Posted: 17 Apr 2024, 22:52
by vmen
Hello,

I have an MPS for which I want to simulate time evolution, but the time evolution I seek is by evolving under two different Hamiltonians \(H_1\) and \(H_2\). I want to evolve under \(U_1=exp(-iH_1t)\) on the subsystem composed of sites 0,2,4,...L-1, and \(U_2=exp(-iH_2t)\) on the subsystem composed of sites 1,3,5...L. Is there a way I can do this with tenpy if I have H1 and H2 as model objects, using the TEBD framework? Any help is appreciated, thank you!

Re: Applying different time evolution to different subsystems with TEBD

Posted: 18 Apr 2024, 05:49
by Jakob
Hi,
This can not be done out of the box.
TEBD will also be difficult, since your gates are not nearest neighbour (even if H_i are NN on their subsystem, they are NNN on the full system).

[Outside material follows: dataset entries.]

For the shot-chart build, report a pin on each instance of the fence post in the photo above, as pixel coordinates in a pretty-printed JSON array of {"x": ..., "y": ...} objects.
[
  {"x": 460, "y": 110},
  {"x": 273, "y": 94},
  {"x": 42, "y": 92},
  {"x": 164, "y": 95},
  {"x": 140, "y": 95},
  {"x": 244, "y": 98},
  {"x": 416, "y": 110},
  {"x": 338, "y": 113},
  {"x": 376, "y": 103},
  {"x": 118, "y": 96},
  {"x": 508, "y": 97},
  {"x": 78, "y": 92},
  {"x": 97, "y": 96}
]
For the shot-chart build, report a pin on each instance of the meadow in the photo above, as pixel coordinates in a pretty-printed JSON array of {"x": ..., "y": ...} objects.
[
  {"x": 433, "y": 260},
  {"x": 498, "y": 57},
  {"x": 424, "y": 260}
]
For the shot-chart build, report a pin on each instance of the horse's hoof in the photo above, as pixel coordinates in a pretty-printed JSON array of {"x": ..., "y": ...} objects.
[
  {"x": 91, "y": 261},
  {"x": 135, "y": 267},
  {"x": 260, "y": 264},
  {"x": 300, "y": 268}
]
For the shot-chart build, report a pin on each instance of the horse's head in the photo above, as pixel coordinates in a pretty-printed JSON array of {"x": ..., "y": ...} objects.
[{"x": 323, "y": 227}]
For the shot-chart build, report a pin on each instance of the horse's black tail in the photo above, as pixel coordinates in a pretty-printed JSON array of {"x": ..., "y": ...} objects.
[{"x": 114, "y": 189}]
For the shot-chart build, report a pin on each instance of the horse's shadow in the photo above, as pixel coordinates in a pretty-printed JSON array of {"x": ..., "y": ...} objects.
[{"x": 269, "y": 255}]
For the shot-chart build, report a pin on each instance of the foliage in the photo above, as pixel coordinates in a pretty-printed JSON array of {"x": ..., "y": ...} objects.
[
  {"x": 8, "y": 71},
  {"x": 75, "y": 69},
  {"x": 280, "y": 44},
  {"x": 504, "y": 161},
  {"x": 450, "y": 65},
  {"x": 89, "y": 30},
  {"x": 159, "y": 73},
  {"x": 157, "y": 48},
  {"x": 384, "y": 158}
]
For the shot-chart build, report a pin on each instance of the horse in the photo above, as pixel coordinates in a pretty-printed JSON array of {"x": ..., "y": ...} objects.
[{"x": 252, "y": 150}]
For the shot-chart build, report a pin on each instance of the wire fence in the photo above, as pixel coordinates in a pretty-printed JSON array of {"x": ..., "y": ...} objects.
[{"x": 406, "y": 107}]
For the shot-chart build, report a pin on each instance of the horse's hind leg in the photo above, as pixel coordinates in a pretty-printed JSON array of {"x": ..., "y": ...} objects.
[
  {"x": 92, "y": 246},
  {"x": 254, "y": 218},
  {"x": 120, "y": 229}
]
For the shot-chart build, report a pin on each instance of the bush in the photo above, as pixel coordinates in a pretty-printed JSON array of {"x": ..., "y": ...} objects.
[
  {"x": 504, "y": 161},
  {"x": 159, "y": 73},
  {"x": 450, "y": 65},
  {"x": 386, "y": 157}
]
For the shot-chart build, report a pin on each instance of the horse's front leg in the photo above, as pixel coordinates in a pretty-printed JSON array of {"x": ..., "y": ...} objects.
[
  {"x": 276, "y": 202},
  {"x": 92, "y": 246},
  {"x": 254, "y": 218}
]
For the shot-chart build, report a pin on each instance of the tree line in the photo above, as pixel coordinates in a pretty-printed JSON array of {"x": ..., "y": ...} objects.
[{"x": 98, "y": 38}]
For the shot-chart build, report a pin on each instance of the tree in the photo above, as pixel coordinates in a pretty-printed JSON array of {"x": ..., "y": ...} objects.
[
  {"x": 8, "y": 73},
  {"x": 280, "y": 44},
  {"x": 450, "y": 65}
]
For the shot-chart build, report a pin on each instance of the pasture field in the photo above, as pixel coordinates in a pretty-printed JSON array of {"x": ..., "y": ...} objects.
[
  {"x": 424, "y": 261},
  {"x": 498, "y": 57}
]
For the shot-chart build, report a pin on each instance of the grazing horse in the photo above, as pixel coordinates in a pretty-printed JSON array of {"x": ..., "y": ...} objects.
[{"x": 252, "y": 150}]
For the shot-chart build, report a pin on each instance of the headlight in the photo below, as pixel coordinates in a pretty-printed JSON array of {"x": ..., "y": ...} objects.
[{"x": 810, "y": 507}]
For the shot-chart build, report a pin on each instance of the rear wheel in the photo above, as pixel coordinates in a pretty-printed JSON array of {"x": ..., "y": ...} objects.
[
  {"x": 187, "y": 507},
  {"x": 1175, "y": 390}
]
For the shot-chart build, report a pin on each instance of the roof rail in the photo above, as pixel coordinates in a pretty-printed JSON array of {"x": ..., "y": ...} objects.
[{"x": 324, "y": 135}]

You could force TEBD by grouping sites to a nearest neighbour model.

I would go for MPO time evolution though. You have some extra structure here, where U_1 can be written as an MPO that acts only on some of the sites. This is not currently supported out of the box and doing it cleanly will be quite a lot of work and will need to be fine tuned to this situation. I also do not expect that much oerformance to be gained there. I would first see how far you can go by forgetting the extra structure and defining H_1 + H_2 as a CouplingMPOModel and doing ExpMPOTimeEvolution.
Only if you reach real performance barriers there would i think about exploiting the extra structure.

Re: Applying different time evolution to different subsystems with TEBD

Posted: 07 May 2024, 07:43
by Johannes
Jakob is totally right, of course.

Let me just mention that it wouldn't be too hard to extend TEBD to work with this.
Define a new LadderTEBDEngine, which takes the two models as input, and define 2 separate TEBD engines for them.
Then overwrite:

Python: Select all

def evolve(...):
    # start with site order 
    # A0 B0 A1 B1 A2 B2 A3 B3 ...
    # swap neigbors on even rungs
    # B0 A0 A1 B1 B2 A2 A3 B3 ....
    # [iterate generalized suzuki-trotter until all even/odd steps are applied]
      # evolve time step with even A bonds, odd B bonds
      # swap neighbors on all rungs
      # A0 B0 B1 A1 A2 B2 B3 A3 ....
      # evolve time step with even B bonds, odd A bonds 
      # swap neighbors on all rungs if not ending the loop
    # finally swap neighbors on odd rungs to get back to original order
    # A0 B0 A1 B1 A2 B2 A3 B3 ....
For full Ladder systems with interactions on the rungs and not just correlations in the initial state, you would additionally put an evolution step on the rungs.
Suzuki-trotter decomposition is a little bit more complicated in that case, because you would decompose into three parts.